As South Carolina legislators debated the state’s newest, most severe abortion ban, S 988, opposition witnesses said the bill’s language would prevent South Carolinians from seeking fertility treatment such as IVF, which frequently produces more embryos than can be used as well as many that are not viable enough to be implanted. Under this proposed law, and dozens of other state laws, those unused embryos would have the same rights of personhood as you or me or the mother who was impregnated through rape or incest, which could have an alarming if not fatal impact on the access to, and in fact the legality of, IVF and other reproductive technologies.

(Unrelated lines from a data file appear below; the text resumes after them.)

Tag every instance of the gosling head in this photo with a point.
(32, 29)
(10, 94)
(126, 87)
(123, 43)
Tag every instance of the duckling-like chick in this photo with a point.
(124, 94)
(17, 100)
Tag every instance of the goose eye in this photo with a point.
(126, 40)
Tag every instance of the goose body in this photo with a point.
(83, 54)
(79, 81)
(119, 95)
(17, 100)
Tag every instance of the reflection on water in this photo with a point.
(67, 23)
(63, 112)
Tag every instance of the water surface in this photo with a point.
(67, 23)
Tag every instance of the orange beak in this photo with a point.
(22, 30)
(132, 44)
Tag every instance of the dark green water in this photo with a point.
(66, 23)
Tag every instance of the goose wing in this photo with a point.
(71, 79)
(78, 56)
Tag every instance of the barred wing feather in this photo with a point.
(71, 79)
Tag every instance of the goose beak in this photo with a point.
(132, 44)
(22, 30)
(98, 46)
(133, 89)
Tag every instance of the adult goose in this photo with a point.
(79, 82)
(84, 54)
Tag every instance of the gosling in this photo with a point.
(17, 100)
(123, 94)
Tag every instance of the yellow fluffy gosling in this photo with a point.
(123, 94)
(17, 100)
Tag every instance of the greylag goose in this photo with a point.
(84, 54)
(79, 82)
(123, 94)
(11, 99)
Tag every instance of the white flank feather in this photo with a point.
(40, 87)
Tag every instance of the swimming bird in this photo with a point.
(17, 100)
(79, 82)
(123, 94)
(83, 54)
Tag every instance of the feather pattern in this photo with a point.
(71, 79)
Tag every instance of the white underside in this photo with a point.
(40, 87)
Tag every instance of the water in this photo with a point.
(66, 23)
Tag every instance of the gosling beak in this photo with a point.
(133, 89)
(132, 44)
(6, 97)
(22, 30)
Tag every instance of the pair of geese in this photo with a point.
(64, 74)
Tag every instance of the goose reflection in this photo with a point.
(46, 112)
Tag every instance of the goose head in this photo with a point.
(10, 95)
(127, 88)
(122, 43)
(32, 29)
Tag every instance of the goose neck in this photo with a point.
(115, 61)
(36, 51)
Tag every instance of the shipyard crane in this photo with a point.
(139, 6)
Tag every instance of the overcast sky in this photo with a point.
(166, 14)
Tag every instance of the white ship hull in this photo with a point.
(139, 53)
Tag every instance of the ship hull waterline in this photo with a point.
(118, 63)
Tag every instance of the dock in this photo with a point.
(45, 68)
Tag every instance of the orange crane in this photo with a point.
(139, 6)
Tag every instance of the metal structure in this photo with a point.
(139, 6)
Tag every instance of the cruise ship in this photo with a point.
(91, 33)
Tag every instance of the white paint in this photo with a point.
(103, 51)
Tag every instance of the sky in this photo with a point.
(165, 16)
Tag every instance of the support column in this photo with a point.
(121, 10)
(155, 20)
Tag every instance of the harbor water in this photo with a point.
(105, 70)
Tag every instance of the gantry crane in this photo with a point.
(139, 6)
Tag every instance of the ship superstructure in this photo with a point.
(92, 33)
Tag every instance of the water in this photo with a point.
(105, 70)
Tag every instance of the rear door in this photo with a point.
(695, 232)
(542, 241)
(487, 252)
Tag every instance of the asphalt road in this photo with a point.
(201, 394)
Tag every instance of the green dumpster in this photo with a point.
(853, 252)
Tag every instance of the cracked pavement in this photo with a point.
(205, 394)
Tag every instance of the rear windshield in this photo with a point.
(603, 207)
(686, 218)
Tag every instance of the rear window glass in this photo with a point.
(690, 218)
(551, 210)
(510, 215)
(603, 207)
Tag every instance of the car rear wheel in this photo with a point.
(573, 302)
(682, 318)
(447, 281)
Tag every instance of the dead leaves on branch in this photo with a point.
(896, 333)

These questions of accessibility and legality of IVF and other assisted reproduction technologies, basic human rights of women to make decisions about their own bodies, and other privacy rights loom over us all as we wait for the Supreme Court to rule. Court watchers aren’t optimistic about Roe’s survival. Americans, who may be focused on the narrow issue of whether or not abortion is legal, have no idea of the drastic and wide-reaching consequences if Roe is overturned. Many of the rights we assumed constitutionally protected—the right to have information about and access to contraception, for example, or the right to marry the person of our choice—all will be in question.
And that’s no accident. Those who work in the statehouses to craft these bills understand the effect of the language of these bills. They are intended not only to outlaw abortion in the United States, but also to enshrine religion-based standards of morality and behavior in U.S. law.
The Supreme Court is what it is. President Joe Biden’s appointment of Ketanji Brown Jackson to replace retiring Justice Stephen Breyer will merely preserve the court’s 6-3 conservative majority. But we know from history that the justices do respond to public opinion, and sometimes they even change their minds. We need to make sure they know the American public does not want women to lose the right to control their own bodies, and it doesn’t want laws that would deny people the right to use assisted reproductive technologies to fulfill their dreams of parenthood. Please help us, spread the word!